All of the suspects were Thai, according to RCAF General Chea Dara, who directed the operation. Other accounts have the arrests at 16 Thais and three Cambodians. The suspects are being held at provincial military police headquarters in Koh Kong town.
Phnom Penh officials had been tipped off that military personnel were possibly involved in illegal logging near the Thai border. NGO officials, including personnel from the UN Food and Agricultural Organization and London-based environmental watchdog Global Witness, made three surveillance flights over the area during the past two weeks.
Global Witness in the past has called illegal logging by the military the single greatest threat to the preservation of Cambodia’s forests and to revenue collection by the government.
On Tuesday, a helicopter carrying officials and several dozen
soldiers circled the site, located 10 km from the Thai border and close to Koh Kong province, three times before noon. As workers were spotted hiding equipment and fleeing into the jungle, paratroopers from the military’s elite 911 unit slid down ropes to surround the workers.
Some trucks and loggers escaped and crossed into Thailand, Chea Dara said. “I have written a report to my commander in order to ask for cooperation with the Thais.”
Officials found a small tent and confiscated six chain saws, a pickup truck, a bulldozer and a large number of logs.

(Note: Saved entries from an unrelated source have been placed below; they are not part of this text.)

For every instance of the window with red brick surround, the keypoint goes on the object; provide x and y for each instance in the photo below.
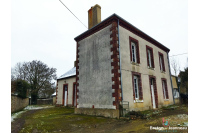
(165, 89)
(137, 85)
(150, 59)
(161, 61)
(134, 50)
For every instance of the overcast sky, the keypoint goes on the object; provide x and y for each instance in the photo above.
(45, 30)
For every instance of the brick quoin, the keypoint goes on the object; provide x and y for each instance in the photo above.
(155, 90)
(77, 73)
(115, 64)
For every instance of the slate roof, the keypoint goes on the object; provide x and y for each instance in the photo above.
(69, 73)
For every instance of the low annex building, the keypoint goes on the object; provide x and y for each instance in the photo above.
(66, 89)
(117, 63)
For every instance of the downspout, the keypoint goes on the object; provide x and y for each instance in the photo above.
(120, 60)
(170, 77)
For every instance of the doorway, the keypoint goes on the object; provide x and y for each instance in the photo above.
(74, 94)
(65, 94)
(154, 93)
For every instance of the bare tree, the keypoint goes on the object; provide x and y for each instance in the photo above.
(37, 74)
(18, 72)
(175, 66)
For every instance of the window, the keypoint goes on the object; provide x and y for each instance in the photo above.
(176, 93)
(161, 61)
(165, 90)
(150, 59)
(137, 86)
(134, 50)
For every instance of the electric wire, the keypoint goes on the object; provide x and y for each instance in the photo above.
(178, 54)
(72, 13)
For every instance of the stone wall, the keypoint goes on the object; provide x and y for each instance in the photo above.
(18, 103)
(54, 100)
(127, 67)
(94, 86)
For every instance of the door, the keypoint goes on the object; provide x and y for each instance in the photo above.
(74, 95)
(152, 94)
(65, 99)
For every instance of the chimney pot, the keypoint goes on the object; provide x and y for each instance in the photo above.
(94, 16)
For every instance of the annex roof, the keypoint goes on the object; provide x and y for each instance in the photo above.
(122, 22)
(69, 73)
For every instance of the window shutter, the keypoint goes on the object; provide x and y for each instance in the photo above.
(140, 88)
(152, 60)
(166, 90)
(163, 63)
(137, 52)
(147, 58)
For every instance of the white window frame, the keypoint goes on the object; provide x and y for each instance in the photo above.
(136, 88)
(163, 86)
(134, 55)
(176, 93)
(149, 57)
(161, 63)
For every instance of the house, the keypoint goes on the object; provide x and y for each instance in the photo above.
(119, 64)
(54, 98)
(176, 89)
(65, 91)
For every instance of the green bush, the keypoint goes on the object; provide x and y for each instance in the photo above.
(21, 88)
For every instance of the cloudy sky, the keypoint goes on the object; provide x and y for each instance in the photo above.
(45, 30)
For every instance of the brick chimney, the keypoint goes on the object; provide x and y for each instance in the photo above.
(94, 16)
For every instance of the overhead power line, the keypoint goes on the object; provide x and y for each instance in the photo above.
(72, 13)
(178, 54)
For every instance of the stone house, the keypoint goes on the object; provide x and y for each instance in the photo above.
(65, 91)
(118, 63)
(175, 89)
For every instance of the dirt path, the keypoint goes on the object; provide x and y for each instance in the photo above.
(18, 123)
(62, 120)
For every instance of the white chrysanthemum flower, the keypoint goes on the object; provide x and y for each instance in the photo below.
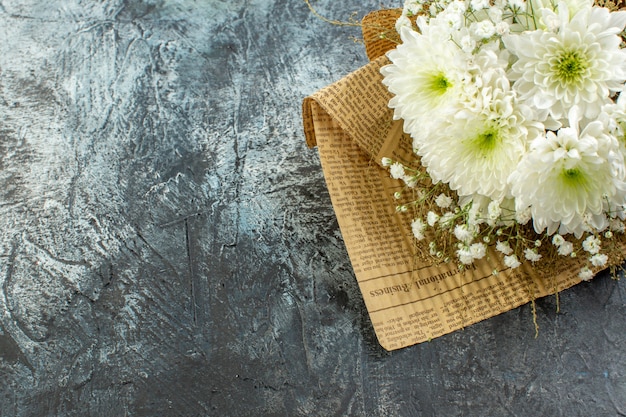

The bulldozer had apparently been used to clear a road to carry the timber to the border. Workers had been cutting logs into plywood.
About 150 military paratroopers and 150 military police—all from Phnom Penh—took part in the operation.
“I could not say who is behind the Thai people,” Chea Dara said. “We are continuing to follow up on Prime Minister Hun Sen’s order to stop illegal logging. We hear there is more logging on the border. This is very serious.”
One investigator said RCAF soldiers and locals have been logging in the area for at least the last two weeks. He estimated that between 50 cubic meters and 80 cubic meters of wood have been cut daily. The trees are being cut down and processed at sawmills during the day and transported by truck through the forest and into Thailand at night, he said.
“Every evening, around 8 pm, they bring them out,” he said.
The crackdown comes the month before foreign donors are set to meet with the government, with illegal logging possibly one item on the agenda. The crackdown was to continue today and through the next week, officials said.
Two helicopters deployed troops in the Mondol Sema district of Koh Kong province and other areas along the border, according to the deputy commander of military police chief, Vong Pisen.